San Francisco’s overblown liberal image conceals a quietly booming conservative party, cranky now that big tech’s teat has dried up. Complaints about downtown’s vacancies ignore the thousands of people already living there, in shelters, under bridges, on the streets. I’m not suggesting we plop an unhoused person with schizophrenia in a penthouse, but let’s unpack why that sounds outrageous.

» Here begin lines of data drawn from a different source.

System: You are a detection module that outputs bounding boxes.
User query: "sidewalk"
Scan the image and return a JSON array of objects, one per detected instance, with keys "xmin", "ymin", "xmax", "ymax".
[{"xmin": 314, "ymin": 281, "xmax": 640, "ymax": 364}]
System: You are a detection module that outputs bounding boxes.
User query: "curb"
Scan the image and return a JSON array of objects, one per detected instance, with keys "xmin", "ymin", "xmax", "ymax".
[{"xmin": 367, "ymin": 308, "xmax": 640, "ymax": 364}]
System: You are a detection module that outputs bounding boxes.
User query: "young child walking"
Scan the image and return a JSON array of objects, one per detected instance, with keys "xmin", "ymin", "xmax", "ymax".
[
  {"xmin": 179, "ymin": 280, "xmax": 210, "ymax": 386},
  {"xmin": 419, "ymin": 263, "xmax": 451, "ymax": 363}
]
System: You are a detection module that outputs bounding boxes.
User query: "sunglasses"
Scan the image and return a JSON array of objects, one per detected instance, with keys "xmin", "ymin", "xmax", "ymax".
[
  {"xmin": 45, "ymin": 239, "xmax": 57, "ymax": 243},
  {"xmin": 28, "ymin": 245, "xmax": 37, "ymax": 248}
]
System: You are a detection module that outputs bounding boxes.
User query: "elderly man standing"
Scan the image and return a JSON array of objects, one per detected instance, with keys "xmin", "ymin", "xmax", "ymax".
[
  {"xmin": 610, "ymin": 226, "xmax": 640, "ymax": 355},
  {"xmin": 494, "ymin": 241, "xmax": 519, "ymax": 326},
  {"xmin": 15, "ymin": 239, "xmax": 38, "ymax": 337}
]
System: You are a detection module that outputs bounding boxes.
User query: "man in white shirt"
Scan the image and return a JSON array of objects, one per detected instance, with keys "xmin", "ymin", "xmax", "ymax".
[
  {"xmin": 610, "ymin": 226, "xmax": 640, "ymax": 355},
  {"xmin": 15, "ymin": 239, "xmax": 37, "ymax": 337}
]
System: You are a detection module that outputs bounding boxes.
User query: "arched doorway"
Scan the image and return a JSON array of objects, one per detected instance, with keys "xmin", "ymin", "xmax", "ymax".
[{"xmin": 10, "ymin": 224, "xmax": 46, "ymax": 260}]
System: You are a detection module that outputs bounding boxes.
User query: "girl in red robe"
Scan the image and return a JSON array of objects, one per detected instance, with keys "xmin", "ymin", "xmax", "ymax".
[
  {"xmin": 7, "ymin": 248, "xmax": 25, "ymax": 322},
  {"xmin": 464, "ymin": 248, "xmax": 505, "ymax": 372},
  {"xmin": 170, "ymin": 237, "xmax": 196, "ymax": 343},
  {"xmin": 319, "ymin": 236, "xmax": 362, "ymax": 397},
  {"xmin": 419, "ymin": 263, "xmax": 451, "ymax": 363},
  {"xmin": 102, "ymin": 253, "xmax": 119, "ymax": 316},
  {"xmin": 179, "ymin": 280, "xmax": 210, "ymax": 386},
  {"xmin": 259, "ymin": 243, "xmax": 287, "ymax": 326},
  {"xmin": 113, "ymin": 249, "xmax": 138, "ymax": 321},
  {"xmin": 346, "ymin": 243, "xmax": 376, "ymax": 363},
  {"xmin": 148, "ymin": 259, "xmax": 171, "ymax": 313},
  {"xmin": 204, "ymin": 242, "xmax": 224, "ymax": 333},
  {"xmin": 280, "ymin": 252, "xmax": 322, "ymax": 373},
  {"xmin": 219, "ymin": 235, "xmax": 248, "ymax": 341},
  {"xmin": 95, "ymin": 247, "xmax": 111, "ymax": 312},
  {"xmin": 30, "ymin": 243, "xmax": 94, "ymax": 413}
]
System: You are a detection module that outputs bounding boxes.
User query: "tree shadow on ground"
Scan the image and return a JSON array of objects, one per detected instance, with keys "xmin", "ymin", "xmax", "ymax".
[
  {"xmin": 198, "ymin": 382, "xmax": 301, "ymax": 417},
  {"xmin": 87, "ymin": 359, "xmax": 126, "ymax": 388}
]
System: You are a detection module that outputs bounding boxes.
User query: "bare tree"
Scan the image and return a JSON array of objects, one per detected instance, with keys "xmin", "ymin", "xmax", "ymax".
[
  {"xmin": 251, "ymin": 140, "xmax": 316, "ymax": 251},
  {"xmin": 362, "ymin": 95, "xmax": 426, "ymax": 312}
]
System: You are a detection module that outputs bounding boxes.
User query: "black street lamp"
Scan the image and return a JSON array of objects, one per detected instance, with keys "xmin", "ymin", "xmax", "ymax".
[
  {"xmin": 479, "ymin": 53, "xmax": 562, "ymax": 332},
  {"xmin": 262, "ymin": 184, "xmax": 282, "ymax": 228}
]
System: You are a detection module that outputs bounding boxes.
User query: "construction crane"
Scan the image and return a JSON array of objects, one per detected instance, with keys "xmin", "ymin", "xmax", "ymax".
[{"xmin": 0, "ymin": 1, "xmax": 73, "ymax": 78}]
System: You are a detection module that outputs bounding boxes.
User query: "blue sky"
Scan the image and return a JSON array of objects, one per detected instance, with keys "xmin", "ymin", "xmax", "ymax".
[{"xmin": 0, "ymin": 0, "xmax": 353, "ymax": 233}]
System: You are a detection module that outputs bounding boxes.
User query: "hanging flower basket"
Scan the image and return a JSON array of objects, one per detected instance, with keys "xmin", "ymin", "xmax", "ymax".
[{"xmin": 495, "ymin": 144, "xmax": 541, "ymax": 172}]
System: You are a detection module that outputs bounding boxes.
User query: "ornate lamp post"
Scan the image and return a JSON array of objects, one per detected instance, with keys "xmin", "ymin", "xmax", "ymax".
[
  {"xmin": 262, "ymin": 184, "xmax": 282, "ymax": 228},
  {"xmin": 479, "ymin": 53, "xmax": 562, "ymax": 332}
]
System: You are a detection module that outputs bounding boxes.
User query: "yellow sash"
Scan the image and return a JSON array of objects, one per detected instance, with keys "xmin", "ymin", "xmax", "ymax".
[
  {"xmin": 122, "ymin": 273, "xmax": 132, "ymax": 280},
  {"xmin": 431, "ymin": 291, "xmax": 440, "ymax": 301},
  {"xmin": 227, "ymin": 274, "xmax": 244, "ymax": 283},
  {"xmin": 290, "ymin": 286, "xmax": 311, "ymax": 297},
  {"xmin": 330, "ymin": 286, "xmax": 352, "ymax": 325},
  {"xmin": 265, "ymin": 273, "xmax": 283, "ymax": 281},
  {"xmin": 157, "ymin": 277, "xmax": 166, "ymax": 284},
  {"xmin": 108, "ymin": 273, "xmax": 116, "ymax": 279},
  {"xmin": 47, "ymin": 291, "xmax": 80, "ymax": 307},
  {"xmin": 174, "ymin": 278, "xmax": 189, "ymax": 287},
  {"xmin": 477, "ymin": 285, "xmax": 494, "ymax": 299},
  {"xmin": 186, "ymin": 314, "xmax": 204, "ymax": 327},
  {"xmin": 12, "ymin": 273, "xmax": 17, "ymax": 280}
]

Something ugly emerges from within when we entertain granting housing in any form to people experiencing homelessness. You might catch yourself on the cusp of saying Hell, I deserve a goddamn condo before some addict. Hell, you probably do. Maybe you worked hard to get where you are. This isn’t about that. It’s about the bare-minimum right to a bed and a roof overhead, and how local government seems bent on disagreeing. And this may surprise you, but people on drugs deserve housing. Be sure to scrub any beliefs to the contrary from your body during your shortened, drought-conscious shower.
Where are we going?
Sustainability means nothing to people who don’t plan on sticking around. That’s how I tell who’s in it for San Francisco versus who’s just here to make money. The more long-term their plans, the more compelled I feel to invest, whether it’s a vote, a donation, a friendship. My love for SF runs deep. My patience for its politics however has nearly expired.

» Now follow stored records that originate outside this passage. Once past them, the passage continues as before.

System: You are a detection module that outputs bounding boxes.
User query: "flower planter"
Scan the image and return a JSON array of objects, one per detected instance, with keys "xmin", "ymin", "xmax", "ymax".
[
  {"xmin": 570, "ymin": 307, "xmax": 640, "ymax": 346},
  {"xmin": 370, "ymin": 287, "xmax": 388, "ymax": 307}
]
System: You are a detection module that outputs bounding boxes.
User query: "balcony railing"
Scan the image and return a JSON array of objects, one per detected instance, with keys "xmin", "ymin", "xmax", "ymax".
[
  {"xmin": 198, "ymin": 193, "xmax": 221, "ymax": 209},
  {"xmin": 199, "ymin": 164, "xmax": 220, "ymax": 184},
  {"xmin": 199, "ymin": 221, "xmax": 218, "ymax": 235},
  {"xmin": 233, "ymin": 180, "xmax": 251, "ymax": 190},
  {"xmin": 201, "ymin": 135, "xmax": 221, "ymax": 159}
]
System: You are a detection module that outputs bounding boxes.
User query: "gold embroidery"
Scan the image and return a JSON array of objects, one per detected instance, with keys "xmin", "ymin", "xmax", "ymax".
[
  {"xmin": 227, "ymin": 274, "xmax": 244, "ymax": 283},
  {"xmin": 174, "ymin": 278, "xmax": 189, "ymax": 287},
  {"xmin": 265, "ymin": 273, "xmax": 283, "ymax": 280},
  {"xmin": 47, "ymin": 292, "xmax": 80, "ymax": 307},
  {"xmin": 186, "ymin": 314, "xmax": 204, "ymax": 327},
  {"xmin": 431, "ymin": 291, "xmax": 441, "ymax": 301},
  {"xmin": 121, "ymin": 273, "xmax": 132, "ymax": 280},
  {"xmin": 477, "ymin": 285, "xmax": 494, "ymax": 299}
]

I worry my mistrust may ultimately blossom into the sort of exasperation that overrides common sense. Would people approve a tax increase if it funded construction of a desalination plant, or a citywide rain catchment system? Costs up-front would be massive, and the benefits, while practically ensured, could take years to realize. Even though it would make San Francisco cutting-edge in terms of drought management, I can totally see taxpayers voting ‘no.’
What’s killing San Francisco isn’t its homeless population or even the drought. It’s the city’s myopic politicians currently profiting off disorder, like recalcitrant farmers unwilling to grow hardier, slightly less profitable crops. “No one is buying downtown condos anymore.” That’s because your typical pre-COVID FiDi/Soma tenant is a thing of the past. So is dependable rain, privacy, and the version of San Francisco that existed before the pandemic. Drought will force us all to adapt, and we will, because everyone needs water. Why can’t we admit the same is true for homes?